JWT — JSON Web Token

Expanded Definition

JWT, or JSON Web Token, is a compact token format for carrying claims between systems in a way that can be signed, and sometimes encrypted, so recipients can verify integrity without querying a central session store. In NHI operations, JWTs often represent service identities, delegated access, or short-lived authorization context for APIs and agents.

Definitions vary across vendors on whether a JWT should be treated as an authentication artifact, an authorization artifact, or both. The practical answer is that the token itself is only a container; trust depends on issuer validation, audience restriction, expiry, key management, and whether the claims accurately reflect the NHI or workload that presented it. The JWT standard in RFC 7519 defines the token structure, while operational security is shaped by the surrounding identity controls.
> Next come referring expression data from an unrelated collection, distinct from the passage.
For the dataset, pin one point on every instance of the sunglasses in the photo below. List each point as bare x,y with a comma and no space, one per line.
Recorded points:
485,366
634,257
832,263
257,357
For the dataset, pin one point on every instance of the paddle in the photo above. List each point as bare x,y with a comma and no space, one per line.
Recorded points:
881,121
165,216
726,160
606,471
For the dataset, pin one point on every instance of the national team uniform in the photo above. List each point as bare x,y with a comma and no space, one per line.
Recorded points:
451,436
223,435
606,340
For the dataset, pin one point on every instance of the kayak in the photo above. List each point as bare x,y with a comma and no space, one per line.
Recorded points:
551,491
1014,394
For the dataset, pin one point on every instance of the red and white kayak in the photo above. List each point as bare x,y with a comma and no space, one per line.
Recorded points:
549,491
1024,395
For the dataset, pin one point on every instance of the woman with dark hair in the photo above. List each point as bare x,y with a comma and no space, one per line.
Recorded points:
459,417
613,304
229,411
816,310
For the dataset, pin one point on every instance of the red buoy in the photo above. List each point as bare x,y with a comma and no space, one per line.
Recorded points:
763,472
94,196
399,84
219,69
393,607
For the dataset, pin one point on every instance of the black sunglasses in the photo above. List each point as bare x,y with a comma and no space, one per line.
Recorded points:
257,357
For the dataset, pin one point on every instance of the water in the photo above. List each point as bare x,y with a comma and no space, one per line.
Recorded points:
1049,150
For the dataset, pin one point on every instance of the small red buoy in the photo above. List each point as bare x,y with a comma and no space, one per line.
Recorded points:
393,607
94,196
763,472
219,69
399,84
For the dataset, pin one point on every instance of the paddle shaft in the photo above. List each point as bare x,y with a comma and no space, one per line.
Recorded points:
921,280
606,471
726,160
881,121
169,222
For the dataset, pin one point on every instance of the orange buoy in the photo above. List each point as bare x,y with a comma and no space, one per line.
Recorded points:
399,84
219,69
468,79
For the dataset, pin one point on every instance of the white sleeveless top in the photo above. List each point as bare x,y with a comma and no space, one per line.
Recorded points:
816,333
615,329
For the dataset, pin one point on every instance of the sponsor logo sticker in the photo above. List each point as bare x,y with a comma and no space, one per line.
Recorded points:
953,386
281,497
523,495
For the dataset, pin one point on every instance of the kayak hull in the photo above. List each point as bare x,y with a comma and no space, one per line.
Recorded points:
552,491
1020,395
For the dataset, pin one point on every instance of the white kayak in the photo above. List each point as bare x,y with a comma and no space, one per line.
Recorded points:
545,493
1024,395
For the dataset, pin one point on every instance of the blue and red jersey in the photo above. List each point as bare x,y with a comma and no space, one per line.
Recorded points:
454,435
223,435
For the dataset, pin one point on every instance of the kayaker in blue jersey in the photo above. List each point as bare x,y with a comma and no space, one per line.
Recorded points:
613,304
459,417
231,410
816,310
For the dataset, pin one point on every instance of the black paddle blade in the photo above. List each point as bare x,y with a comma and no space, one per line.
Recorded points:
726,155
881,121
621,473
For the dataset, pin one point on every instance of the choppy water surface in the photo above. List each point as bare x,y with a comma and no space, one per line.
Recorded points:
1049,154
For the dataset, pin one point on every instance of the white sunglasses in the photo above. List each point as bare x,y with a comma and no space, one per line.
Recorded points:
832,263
JWTs are not automatically safer than opaque tokens. They are easier to distribute and inspect, but that convenience can increase blast radius if they are over-scoped, long-lived, or accepted by too many services. The most common misapplication is treating a validly signed JWT as inherently trustworthy even when the token was replayed from an exposed logs, browser storage, or CI/CD environment.

Examples and Use Cases

Implementing JWTs rigorously often introduces a revocation and key-rotation burden, requiring organisations to weigh stateless validation benefits against the operational cost of limiting token lifetime and managing signing keys.

• API gateways validate a service JWT before allowing machine-to-machine access, using issuer, audience, and expiry checks to prevent cross-service token replay.
• Agentic workflows issue a short-lived JWT to an AI agent so it can call only the tools needed for one task, then the token expires automatically.
• Temporary delegation uses a JWT to pass claims from one workload to another during a controlled handoff, which can be safer than sharing a long-lived static secret.
• Incident responders often look for JWTs in logs, browser storage, and ticketing systems because exposed tokens are directly reusable until expiry or revocation.
• Security teams compare JWT handling to the NIST Cybersecurity Framework 2.0 to ensure authentication, logging, and access control are coordinated rather than treated as separate problems.

The Salesloft OAuth token breach shows how token exposure can turn into downstream access when attackers obtain reusable credentials. The same lesson applies to JWTs when they are accepted beyond their intended audience or retained too long.

Why It Matters in NHI Security

JWTs sit at the center of modern NHI trust chains because they often authorize workloads, automation, and agents without human interaction. When teams confuse token format with security posture, they miss the real controls: short expiration, scoped claims, signing-key hygiene, and strict audience enforcement. That gap matters because tokens are frequently copied into code, pipelines, tickets, and chat tools, where exposure becomes hard to detect and even harder to revoke.

GitGuardian’s State of Secrets Sprawl 2026 found 28.65 million new hardcoded secrets in public GitHub commits in 2025 alone, showing how often credentials leak into the places developers use every day. For JWTs, the danger is not the syntax itself but the assumption that a signed token is safe to reuse across systems. The same exposure pattern appears in the Guide to the Secret Sprawl Challenge, where operational convenience routinely outruns governance.

Practitioners should treat JWTs as high-value bearer artifacts and validate them against service identity, context, and expiry every time. Organisations typically encounter JWT risk only after a token has been harvested from logs, a browser, or a compromised runner, at which point token handling becomes operationally unavoidable to address.